La lesión apareció antes de que la pelota empezara a rodar en el torneo. Martínez sufrió una fractura en un dedo que, de entrada, puso en duda su presencia. El cuerpo médico le recomendó el quirófano, pero el arquero entendió que operarse significaba bajarse del Mundial 2026 y decidió postergar cualquier intervención para defender el arco argentino.
Él mismo admitió que llegó a pensar en escenarios donde quedaba afuera de la competencia. La incertidumbre lo acompañó durante las semanas previas al debut, pero la decisión fue definitiva: seguir adelante y convivir con una molestia que se renovaba cada vez que se calzaba los guantes.

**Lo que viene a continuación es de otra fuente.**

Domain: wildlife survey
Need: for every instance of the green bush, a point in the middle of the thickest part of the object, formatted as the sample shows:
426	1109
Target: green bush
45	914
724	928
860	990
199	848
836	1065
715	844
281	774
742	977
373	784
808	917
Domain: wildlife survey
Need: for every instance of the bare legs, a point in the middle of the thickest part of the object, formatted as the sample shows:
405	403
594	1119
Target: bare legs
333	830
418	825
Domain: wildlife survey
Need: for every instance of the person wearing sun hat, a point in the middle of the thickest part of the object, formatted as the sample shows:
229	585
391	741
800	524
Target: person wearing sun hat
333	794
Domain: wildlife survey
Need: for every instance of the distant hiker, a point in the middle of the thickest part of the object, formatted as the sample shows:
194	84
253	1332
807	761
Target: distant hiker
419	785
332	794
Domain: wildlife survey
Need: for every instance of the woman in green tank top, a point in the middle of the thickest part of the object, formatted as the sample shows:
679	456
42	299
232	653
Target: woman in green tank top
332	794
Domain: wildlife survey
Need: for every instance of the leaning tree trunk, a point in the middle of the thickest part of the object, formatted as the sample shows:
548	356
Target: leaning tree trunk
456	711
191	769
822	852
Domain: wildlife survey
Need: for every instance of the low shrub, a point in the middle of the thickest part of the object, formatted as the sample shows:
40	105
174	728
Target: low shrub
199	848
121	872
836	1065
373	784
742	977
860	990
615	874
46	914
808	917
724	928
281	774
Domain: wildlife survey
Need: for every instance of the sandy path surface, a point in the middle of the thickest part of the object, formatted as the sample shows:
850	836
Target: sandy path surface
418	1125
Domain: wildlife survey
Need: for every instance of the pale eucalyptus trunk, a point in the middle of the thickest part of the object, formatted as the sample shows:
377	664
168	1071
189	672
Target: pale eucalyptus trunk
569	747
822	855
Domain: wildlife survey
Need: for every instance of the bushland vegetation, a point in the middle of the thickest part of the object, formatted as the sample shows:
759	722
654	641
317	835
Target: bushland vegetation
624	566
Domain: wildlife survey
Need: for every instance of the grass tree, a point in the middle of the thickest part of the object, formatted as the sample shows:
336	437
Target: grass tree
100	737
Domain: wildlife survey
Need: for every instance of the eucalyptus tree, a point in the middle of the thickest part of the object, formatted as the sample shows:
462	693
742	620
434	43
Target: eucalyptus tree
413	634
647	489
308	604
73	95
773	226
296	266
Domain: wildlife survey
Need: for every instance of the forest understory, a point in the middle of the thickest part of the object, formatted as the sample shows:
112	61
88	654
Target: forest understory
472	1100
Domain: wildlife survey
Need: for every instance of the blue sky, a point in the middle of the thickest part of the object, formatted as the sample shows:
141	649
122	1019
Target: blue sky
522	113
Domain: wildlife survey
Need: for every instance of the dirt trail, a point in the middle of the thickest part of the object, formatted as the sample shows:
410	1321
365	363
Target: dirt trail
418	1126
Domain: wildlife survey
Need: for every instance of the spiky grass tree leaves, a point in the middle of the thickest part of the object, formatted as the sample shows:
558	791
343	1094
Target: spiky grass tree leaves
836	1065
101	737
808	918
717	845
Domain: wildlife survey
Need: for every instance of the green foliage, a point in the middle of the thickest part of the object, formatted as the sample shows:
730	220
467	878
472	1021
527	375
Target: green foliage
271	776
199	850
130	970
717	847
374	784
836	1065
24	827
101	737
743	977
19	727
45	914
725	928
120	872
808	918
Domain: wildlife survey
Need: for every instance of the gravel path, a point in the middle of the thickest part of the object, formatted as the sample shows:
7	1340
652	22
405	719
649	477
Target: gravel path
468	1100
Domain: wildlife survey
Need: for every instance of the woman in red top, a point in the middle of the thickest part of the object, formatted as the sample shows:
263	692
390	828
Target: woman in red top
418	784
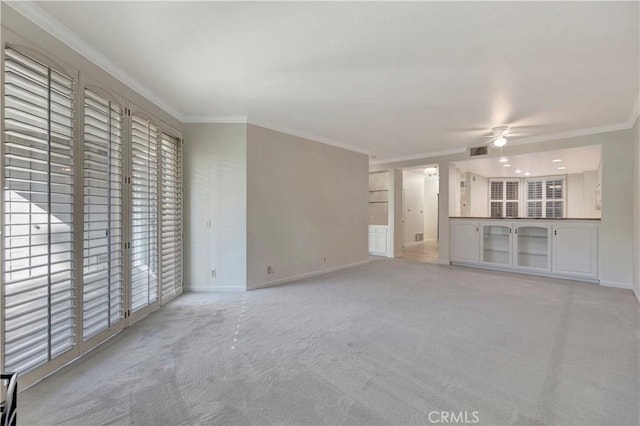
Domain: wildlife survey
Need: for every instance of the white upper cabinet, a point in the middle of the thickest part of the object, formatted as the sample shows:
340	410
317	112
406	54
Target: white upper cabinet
575	249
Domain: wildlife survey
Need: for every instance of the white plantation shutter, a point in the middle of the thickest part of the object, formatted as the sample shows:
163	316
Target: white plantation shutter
103	281
171	207
144	213
504	198
545	197
39	296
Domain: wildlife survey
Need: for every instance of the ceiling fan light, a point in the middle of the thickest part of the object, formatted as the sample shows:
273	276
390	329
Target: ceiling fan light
500	141
431	171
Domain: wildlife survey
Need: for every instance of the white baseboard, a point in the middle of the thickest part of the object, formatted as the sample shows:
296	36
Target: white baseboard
626	286
307	275
412	243
214	289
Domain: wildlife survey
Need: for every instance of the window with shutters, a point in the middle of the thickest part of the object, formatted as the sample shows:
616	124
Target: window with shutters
144	212
171	211
39	285
504	198
545	197
63	293
103	275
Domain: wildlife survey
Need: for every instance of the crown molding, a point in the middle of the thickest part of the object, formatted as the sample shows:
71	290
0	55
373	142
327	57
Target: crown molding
54	27
426	156
218	119
308	136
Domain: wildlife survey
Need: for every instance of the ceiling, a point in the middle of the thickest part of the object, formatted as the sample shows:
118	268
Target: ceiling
392	79
574	160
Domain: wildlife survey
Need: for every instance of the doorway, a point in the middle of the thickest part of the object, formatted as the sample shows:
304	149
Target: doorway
420	187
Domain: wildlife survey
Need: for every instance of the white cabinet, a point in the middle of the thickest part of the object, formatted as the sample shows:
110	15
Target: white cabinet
378	235
532	247
558	248
495	244
464	241
575	249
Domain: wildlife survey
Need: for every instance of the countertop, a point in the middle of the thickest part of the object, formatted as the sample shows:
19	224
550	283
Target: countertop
523	218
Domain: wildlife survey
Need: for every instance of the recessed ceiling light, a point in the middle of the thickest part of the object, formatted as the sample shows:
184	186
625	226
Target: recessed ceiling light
500	141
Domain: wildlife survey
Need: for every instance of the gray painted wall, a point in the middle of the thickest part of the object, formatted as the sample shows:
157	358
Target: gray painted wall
215	201
616	228
307	207
636	207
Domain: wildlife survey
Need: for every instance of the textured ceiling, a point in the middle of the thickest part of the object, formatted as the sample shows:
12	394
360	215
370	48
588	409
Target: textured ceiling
393	79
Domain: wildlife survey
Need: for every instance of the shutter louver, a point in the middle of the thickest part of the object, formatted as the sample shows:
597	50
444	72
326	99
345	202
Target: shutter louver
103	260
512	191
534	190
534	209
39	288
171	171
144	213
496	209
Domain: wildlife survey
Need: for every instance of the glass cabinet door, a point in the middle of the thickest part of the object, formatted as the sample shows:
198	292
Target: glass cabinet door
532	247
496	244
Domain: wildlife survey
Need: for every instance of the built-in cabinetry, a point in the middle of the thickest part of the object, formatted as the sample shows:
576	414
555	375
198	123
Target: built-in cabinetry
564	248
464	241
378	235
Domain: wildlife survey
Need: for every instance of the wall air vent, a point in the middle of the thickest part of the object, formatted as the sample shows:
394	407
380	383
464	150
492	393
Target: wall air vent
478	150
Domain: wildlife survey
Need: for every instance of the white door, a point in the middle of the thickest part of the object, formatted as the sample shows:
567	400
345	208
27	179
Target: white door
575	249
464	241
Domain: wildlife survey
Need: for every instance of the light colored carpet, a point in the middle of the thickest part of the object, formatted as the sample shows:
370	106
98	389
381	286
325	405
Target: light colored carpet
386	343
422	252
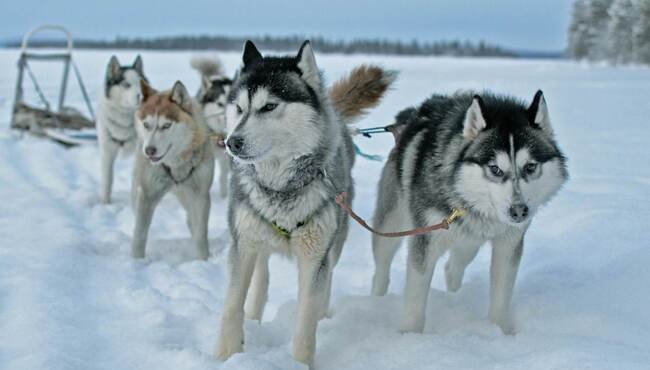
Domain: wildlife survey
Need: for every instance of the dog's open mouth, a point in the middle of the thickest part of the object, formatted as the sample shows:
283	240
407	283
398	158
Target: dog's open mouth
154	159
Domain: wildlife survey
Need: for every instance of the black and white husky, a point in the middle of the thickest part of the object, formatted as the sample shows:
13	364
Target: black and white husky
212	96
116	116
490	156
292	155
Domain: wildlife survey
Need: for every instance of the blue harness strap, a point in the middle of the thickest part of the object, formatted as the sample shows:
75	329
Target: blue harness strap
370	157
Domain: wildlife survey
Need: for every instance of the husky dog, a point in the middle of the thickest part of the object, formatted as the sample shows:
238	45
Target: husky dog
212	96
487	155
292	155
173	154
115	119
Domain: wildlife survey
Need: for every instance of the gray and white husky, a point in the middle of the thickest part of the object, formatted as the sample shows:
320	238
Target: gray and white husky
115	117
490	156
173	155
212	96
292	155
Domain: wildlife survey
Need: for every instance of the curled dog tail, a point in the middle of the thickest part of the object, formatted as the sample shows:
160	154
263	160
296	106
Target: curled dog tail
361	90
207	66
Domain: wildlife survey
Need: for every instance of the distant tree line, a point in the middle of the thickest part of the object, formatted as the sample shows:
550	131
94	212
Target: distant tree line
291	43
617	31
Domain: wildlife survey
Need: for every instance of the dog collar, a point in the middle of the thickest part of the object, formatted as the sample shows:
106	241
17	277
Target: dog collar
284	232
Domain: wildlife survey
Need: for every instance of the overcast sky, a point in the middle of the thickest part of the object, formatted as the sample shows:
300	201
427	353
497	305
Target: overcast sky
520	24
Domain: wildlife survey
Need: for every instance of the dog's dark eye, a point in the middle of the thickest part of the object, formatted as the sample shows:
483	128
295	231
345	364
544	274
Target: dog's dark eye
269	107
496	171
530	168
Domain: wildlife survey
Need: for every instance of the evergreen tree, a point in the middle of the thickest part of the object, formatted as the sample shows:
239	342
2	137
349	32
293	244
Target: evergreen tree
597	30
620	31
641	32
579	30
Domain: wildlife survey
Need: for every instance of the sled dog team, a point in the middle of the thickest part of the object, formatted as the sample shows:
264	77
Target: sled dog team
285	139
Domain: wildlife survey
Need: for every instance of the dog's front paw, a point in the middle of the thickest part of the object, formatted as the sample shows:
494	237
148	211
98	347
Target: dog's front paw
411	325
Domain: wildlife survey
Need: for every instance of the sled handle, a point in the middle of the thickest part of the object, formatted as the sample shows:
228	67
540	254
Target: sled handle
25	44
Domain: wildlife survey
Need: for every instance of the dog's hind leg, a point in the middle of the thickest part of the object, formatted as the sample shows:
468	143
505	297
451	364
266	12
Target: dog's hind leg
389	216
506	255
313	274
459	258
224	169
144	206
258	294
200	213
384	249
108	154
422	260
231	336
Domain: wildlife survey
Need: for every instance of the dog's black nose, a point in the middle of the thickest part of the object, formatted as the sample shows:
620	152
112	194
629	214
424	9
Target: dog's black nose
150	151
235	144
518	212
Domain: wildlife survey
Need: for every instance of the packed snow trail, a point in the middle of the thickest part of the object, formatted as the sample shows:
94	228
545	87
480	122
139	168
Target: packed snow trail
72	298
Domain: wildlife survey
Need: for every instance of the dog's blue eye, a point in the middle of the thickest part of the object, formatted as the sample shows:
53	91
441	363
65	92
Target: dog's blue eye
530	168
496	171
268	107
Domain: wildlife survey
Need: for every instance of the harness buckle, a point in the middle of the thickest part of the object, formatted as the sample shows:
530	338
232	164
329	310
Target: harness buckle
454	215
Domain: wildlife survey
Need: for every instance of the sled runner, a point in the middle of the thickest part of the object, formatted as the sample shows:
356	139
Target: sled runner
62	124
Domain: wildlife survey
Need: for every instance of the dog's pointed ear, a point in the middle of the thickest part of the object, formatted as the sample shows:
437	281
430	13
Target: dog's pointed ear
138	65
114	70
251	55
180	96
307	65
474	120
146	90
538	113
205	83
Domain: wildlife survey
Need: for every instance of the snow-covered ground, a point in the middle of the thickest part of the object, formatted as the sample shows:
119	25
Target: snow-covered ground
72	298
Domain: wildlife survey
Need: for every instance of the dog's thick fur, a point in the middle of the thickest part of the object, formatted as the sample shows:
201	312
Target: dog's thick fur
115	117
212	96
489	155
292	155
173	154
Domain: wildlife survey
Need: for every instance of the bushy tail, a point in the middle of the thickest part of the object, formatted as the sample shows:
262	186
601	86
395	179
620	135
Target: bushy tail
207	66
362	89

El sacrificio silencioso hacia la final
Lejos de que el dolor lo frenara, Martínez volvió a erigirse como una de las figuras del equipo. Durante el certamen su rendimiento fue determinante en momentos clave, con atajadas que mantuvieron a Argentina en carrera y reforzaron su reputación de arquero decisivo. Todo mientras cargaba con una mano que le recordaba a cada rato el precio de estar presente en el Mundial 2026.
El sacrificio físico vino acompañado de un costado emocional intenso. El propio Martínez reconoció que a veces se emociona al repasar el camino recorrido con la Selección y lo conseguido hasta acá. Sin embargo, puso el foco de lleno en lo que viene: la posibilidad concreta de sumar otro título con la camiseta argentina desplaza cualquier pensamiento sobre el retiro o el futuro.
El próximo desafío tiene nombre y apellido: España, el rival al que Argentina enfrentará en la final. El historial de Martínez en definiciones alimenta la ilusión, pero su confesión dejó en claro que el presente viene con un costo físico alto. La fractura no se fue y cada pelota que ataje tendrá como telón de fondo ese dolor que, según sus propias palabras, no le da tregua.
Con el partido decisivo en el horizonte inmediato, la imagen de Martínez se agranda no solo por lo que hace bajo los tres palos, sino por la entereza con la que compite al límite de su cuerpo. La final del Mundial 2026 está a la vuelta de la esquina y el arquero llega con una certeza que es también una señal de alerta: el dolor sigue ahí, todos los días, y no piensa bajarlo de la red.